Monday, November 21, 2011

Community Foundation of Central Wisconsin Receives $4 Million Gift


The Community Foundation of Central Wisconsin has received a nearly $4 million gift, the largest single donation the nonprofit has received in its 30-year history.

Stevens Point resident Arthur Heinz gave the foundation the gift as part of his estate. Heinz died in May at age 83.

The foundation also received a nearly $60,000 gift from the late Helen Godfrey, who died in September.

Godfrey's gift will be split among three foundation funds: the Community Fund, Green Circle and The Women's Fund.

Godfrey was a former administrator at the University of Wisconsin-Stevens Point, and a community philanthropist. She was a member of the foundation's board for 15 years.

"She was a special person to our community and to us," said Terry Rothmann, foundation executive director.

Heinz, who retired to Stevens Point in 1995, stipulated that the foundation cannot use the $4 million directly, but can use the interest, dividends and investment income to award grants.

Rothmann estimated that Heinz's gift could put $150,000 a year back into the community forever.

Each year, the foundation gives money back to the community in the form of grants from its more than 200 funds.

Heinz's gift can be used for a variety of grants related to the foundation's mission, which includes helping people, enhancing education, enriching arts and culture, contributing to wellness and improving the environment. Rothmann said the Purple Heart recipient historically gave to six charities, including four locally: the Humane Society of Portage County, Operation Bootstrap, The Salvation Army and Ministry Saint Michael's Hospital.

Pete Taggatz of Stevens Point met Chicago-born Heinz in the mid-1980s. Heinz was fond of central Wisconsin, and as a young adult worked on a farm in Buena Vista.
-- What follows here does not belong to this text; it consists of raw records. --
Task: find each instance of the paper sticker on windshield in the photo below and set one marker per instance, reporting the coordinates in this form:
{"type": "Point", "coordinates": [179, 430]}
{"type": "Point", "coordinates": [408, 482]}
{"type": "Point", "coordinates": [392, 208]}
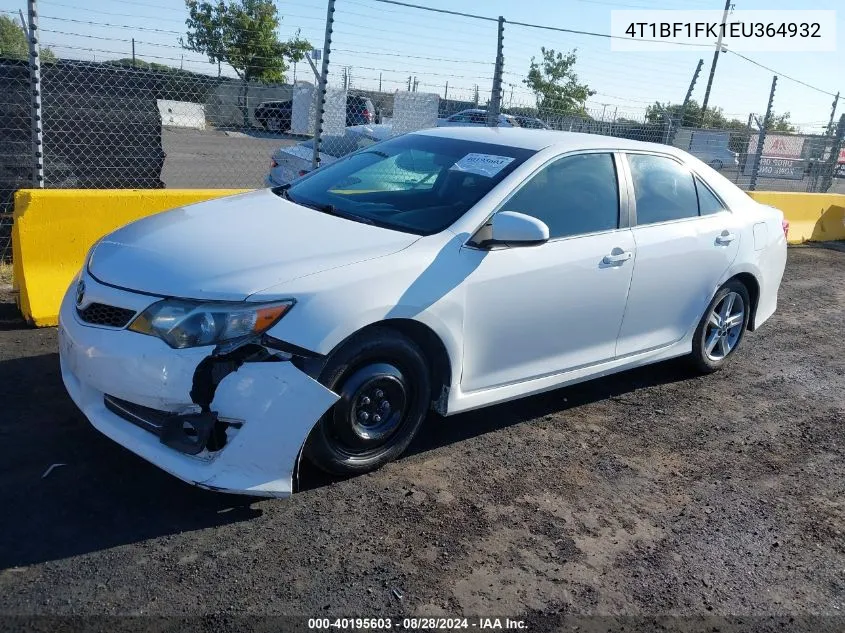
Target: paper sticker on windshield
{"type": "Point", "coordinates": [482, 164]}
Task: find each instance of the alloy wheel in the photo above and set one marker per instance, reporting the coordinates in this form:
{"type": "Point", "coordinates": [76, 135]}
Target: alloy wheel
{"type": "Point", "coordinates": [724, 326]}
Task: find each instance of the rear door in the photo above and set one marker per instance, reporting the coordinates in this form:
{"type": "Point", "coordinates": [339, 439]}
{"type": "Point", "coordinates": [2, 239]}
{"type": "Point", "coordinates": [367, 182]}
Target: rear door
{"type": "Point", "coordinates": [685, 239]}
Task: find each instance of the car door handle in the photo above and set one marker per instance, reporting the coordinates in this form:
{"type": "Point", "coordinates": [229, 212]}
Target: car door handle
{"type": "Point", "coordinates": [617, 258]}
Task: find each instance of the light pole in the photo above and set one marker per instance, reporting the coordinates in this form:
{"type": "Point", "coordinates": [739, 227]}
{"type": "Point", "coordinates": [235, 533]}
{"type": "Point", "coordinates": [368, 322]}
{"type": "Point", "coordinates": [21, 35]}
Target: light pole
{"type": "Point", "coordinates": [715, 61]}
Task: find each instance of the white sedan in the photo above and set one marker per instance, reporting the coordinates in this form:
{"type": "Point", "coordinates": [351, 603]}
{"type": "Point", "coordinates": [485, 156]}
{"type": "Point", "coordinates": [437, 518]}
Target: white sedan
{"type": "Point", "coordinates": [442, 270]}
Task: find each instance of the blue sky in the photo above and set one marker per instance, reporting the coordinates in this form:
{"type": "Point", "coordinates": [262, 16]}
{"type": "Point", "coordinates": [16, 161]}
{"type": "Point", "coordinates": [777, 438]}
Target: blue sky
{"type": "Point", "coordinates": [392, 42]}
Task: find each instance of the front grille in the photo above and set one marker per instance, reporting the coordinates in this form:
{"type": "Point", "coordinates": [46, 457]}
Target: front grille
{"type": "Point", "coordinates": [149, 419]}
{"type": "Point", "coordinates": [102, 314]}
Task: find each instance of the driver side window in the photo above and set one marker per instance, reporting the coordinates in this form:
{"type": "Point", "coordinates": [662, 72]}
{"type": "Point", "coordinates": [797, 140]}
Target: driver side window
{"type": "Point", "coordinates": [572, 195]}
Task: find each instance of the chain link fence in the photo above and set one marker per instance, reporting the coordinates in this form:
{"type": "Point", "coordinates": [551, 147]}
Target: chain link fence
{"type": "Point", "coordinates": [117, 122]}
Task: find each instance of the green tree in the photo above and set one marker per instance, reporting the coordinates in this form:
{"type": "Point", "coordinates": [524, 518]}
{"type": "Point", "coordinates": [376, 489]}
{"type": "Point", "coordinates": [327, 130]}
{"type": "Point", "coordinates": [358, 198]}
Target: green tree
{"type": "Point", "coordinates": [781, 123]}
{"type": "Point", "coordinates": [13, 42]}
{"type": "Point", "coordinates": [555, 84]}
{"type": "Point", "coordinates": [242, 34]}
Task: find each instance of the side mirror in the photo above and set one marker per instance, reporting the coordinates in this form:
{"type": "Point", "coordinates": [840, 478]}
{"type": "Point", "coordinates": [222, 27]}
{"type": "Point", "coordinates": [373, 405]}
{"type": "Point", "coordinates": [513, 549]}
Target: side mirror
{"type": "Point", "coordinates": [511, 227]}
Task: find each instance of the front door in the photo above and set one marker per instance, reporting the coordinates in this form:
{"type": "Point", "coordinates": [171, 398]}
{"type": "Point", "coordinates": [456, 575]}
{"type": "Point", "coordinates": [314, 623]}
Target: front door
{"type": "Point", "coordinates": [533, 311]}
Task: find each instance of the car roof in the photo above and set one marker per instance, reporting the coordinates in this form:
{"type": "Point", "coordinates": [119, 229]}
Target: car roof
{"type": "Point", "coordinates": [538, 139]}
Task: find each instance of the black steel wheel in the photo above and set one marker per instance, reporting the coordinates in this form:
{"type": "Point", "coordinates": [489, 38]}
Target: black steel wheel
{"type": "Point", "coordinates": [383, 382]}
He was a lifelong Packers fan.

"The central Wisconsin area really became more home to him in his heart than Chicago," Taggatz said.

Taggatz said Heinz, a self-described "fiscal conservative," was a great saver and never lived beyond his means.

Cindy Solinsky, who lived next to Heinz for 15 years, said Heinz was a very caring and loving man, who was like a surrogate grandfather to Solinsky and her three daughters.

"He totally believed in helping people out," Solinsky said.

Solinsky said Heinz told her, "Cindy, I'm giving my money to the poor," knowing it would help people in central Wisconsin.

Rothmann said the foundation will begin allocating money from the Arthur E. Heinz Charitable Fund in 2013. It is the foundation's 210th fund.

Both gifts come at a time when the foundation expects to see an increase in the number of grant requests because of the weak economy and loss of local and state government funding.

In 2010, the foundation had 42 grant applications. In 2011, it saw 35, but eight of them were new applicants, Rothmann said.

Amy Eddy, foundation president, said some applications are funded in full while others receive only partial funding.

Eddy said the foundation might be able to fully fund more grants in the coming years, thanks to gifts from Godfrey and Heinz.